Having considered the structural components of students’ readiness for professional activity, we believe that all actions to change the personality of a future specialist should be aimed at his self-expression and self-development: this is a developed interest in another person, respect for his uniqueness; the teacher’s understanding of his right to originality and individuality, the desire for an individual style of work; the presence of a holistic “I-concept” and adequate self-esteem, capable of resisting biased external evaluation of the teacher’s work, ensuring his professional stability, motivation and the desire to master high standards of work and psychological and pedagogical skills; motivation and striving for creativity as a way of personality development, self-realization not only in subject and communicative, but also in personal creativity.

6. Conclusions

Today, when the modern stage of development of society is characterized by the deepest socioeconomic and political transformations, it requires the preparation of creatively thinking people. They should have: a nonstandard view of problems, the improvement of the person himself, his creative and constructive abilities, high intelligence, morality, and responsibility. All these qualities are an important condition for the survival of mankind in a crisis state of the social system.

The success of these transformations is largely determined by the humanization of the Russian school. In this, educational psychologists who work in the education system play an essential role. The effectiveness of the work of educational psychologists depends on the levels of their readiness for the implementation of professional and educational activities.

The study confirmed the importance of solving an urgent problem at the present stage of the development of higher pedagogical education—the formation of readiness for professional and pedagogical activities of future pedagogical psychologists.

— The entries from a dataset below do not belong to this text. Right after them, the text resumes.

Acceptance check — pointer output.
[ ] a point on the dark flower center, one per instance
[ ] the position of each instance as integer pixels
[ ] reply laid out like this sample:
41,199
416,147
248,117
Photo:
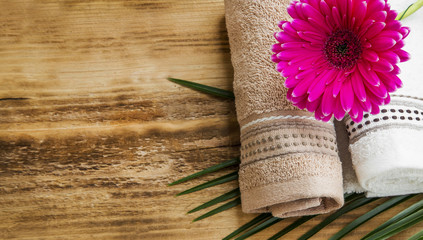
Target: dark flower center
342,49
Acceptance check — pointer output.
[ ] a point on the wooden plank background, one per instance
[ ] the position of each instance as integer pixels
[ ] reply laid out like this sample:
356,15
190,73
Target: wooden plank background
91,131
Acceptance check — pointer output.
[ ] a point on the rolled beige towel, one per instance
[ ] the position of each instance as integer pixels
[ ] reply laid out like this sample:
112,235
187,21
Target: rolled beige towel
289,161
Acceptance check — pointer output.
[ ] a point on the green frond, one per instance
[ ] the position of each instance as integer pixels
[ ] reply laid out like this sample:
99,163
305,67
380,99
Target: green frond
367,216
417,236
399,226
214,201
231,162
204,88
410,10
357,202
222,208
224,179
260,227
249,224
406,212
291,227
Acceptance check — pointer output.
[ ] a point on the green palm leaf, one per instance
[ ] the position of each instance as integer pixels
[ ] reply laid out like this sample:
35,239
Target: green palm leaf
291,227
399,226
410,10
256,220
413,208
417,236
204,88
359,201
270,222
214,201
398,223
231,162
367,216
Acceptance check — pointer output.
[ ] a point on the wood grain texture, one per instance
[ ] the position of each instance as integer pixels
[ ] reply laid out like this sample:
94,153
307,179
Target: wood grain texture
91,132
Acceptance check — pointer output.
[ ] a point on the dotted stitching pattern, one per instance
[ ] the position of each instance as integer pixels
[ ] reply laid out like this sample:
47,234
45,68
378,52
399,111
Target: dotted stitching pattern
278,126
401,114
286,144
276,118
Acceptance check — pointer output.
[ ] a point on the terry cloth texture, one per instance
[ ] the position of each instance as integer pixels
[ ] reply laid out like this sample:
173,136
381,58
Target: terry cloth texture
386,148
289,161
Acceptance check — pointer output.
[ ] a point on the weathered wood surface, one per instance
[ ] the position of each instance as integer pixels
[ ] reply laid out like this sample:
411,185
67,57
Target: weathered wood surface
91,131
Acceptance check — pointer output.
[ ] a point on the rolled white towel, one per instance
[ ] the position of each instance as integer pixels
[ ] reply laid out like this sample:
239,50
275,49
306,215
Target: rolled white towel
387,148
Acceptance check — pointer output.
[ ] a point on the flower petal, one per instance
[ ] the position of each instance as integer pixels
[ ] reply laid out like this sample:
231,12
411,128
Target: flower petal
347,96
382,43
358,86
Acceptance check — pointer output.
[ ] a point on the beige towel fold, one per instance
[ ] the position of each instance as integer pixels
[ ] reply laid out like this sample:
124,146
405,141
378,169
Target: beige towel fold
289,161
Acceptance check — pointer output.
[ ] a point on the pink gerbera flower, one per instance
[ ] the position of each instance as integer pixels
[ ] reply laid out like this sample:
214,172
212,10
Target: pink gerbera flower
340,56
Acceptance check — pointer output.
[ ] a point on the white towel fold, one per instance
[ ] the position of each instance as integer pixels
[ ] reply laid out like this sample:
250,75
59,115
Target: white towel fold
387,148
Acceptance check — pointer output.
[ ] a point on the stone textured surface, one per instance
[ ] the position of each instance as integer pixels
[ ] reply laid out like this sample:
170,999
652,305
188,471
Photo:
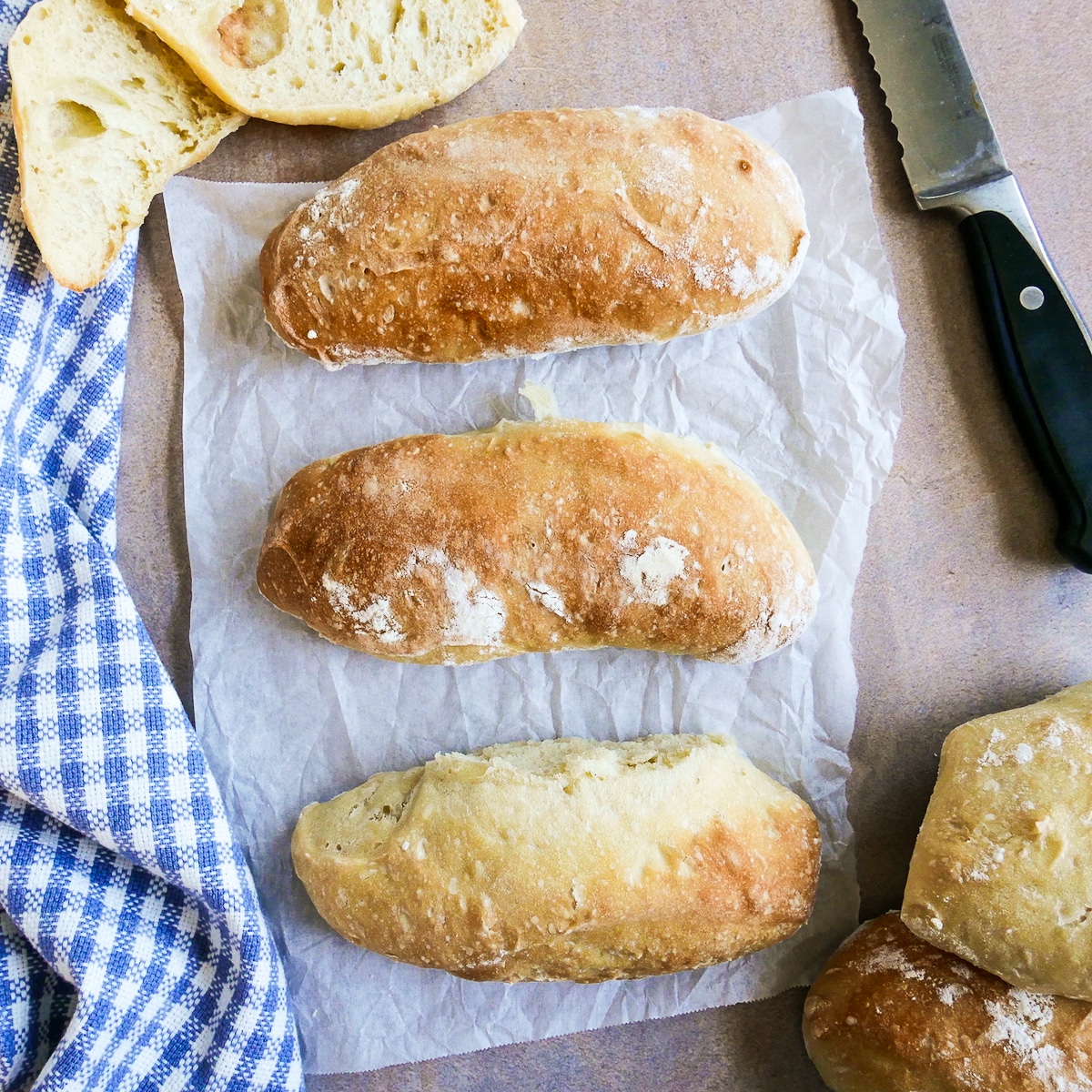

In this work, we carried out a pedagogical study of the professional and pedagogical activity of a teacher-psychologist. We showed the peculiarity of the formation of such an important personal education in the educational process of a pedagogical university.

It examined the readiness for professional and pedagogical activity of future pedagogical psychologists by identifying the features and directions of the professional pedagogical activity of a pedagogical psychologist, comparing the specifics of “professional pedagogical activity” and “professional pedagogical activity of pedagogical psychologists” and in the system of concepts close to it “readiness,” “readiness for activity,” “readiness for professional and pedagogical activity.” The proposed model of training specialists for professional activities requires obtaining high-quality professional psychological education.

The obtained results are important for the development of specific mechanisms for increasing the competitiveness and employment of graduates interested in the profession through their thoughtful preparation in high school and the selection of the best students at the university.

Data Availability

The data that support the findings of this study are available from the corresponding author upon reasonable request.

Conflicts of Interest

The authors declare that they have no conflicts of interest.